Different types of checks, such as Profiling, Recurring, and Partitioned, have their own schedules. For more information on these different check types, please refer to the DQO Concepts section.

Configuring a schedule at connection and table level

To set up a schedule for the entire connection, follow these steps:

  1. Navigate to the Data Source section.

  2. Choose the connection you want to schedule from the tree view on the left.

  3. Click on the Schedule tab.

  4. Select the check type:

    • Profiling
    • Recurring Daily
    • Recurring Monthly
    • Partitioned Daily
    • Partitioned Monthly
  5. Specify the schedule using a Unix cron expression or select one of the options provided.

  6. Once you have set the schedule, click on the Save button to save your changes.

Once a schedule is set up for a particular connection, it will execute all the checks that have been configured across all tables associated with that connection. If you wish to disable the schedule for a specific table, you can simply do so by checking the "Disable schedule" checkbox.

To set up a schedule for a specific table, simply select the desired table from the tree view on the left, then follow the steps above beginning at step 3. Please note that any changes made to the schedule on the table level will override the schedule set for the entire connection.

Configuring a schedule at check level.

To set up a schedule for a specific check, follow these steps:

  1. Navigate to the section with a check type of interest (Profiling, Recurring Checks or Partition Checks).

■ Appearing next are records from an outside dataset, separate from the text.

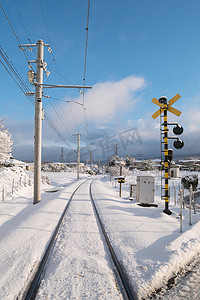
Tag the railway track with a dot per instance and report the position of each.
(118, 271)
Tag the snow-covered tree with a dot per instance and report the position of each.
(112, 160)
(5, 143)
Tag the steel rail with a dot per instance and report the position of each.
(124, 279)
(33, 287)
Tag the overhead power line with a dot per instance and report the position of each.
(12, 27)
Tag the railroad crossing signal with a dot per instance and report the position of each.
(164, 107)
(161, 103)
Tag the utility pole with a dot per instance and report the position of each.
(166, 106)
(38, 110)
(78, 153)
(62, 155)
(38, 123)
(116, 149)
(120, 184)
(91, 159)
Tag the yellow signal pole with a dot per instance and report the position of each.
(166, 210)
(165, 107)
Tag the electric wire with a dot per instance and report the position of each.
(12, 27)
(62, 112)
(12, 71)
(84, 74)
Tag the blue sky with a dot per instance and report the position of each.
(137, 50)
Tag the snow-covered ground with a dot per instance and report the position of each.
(147, 241)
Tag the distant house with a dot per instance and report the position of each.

  2. Choose table or column of interest from the tree view on the left.

  3. Enable the check of interest then click the "Setting" button and go to the "Schedule Override" tab.

  4. Specify the schedule using a Unix cron expression or select one of the options provided.

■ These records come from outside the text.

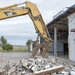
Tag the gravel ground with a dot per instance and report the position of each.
(16, 56)
(13, 56)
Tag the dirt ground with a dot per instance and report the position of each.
(6, 57)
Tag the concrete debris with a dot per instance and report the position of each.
(37, 64)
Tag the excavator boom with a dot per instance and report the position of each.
(33, 12)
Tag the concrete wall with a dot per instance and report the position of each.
(59, 47)
(71, 36)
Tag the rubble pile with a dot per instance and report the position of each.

  5. Once you have set the schedule, click the Save button to save your changes.

Please note that any changes made to the schedule at the check level will override the schedule set for the entire connection or table.

Starting a scheduler

To initiate a scheduler in the DQO Shell, simply enter the command scheduler start. To stop the scheduler, use the command scheduler stop.

You can also use the graphical interface to start the scheduler. Simply enable Jobs scheduler located in the Notifications on the right side of the navigation bar.

For further information on the scheduler commands, please refer to the Command-line interface section.

Scheduler can also be started in a server mode that continuously run a job scheduler and synchronize the data every 10 minutes. To do this, simply enter the command below in your terminal:

$ dqo run
To terminate dqo running in the background, simply use the Ctrl+C.

For more information on the run command, please refer to the Command-line interface section.

Synchronizing data

All the YAML configuration files with data source metadata and schedules configuration are stored in /sources folder. You can read more about the data storage in DQO here.

DQO allows you to modify the frequency of data synchronization when the scheduler is run in a server mode

In order to configure how often the scheduler will synchronize the local copy of the metadata with DQO Cloud and detect new schedules, start dqo with the following parameter:

$ dqo --dqo.scheduler.scan-metadata-cron-schedule=<Unix cron expression>
Please use quotation marks when defining a frequency in cron format.

You can also configure this parameter by setting DQO_SCHEDULER_SCAN_METADATA_CRON_SCHEDULE=<Unix cron expression> environment variable.

To modify whether the job scheduler will sync configuration files and results with DQO Cloud, simply launch dqo with the following parameter:

$ dqo --dqo.scheduler.enable-cloud-sync=<true/false>
To enable synchronization type true, to disable it type false.

You can also configure this parameter by setting DQO_SCHEDULER_ENABLE_CLOUD_SYNC=<TRUE/FALSE> environment variable.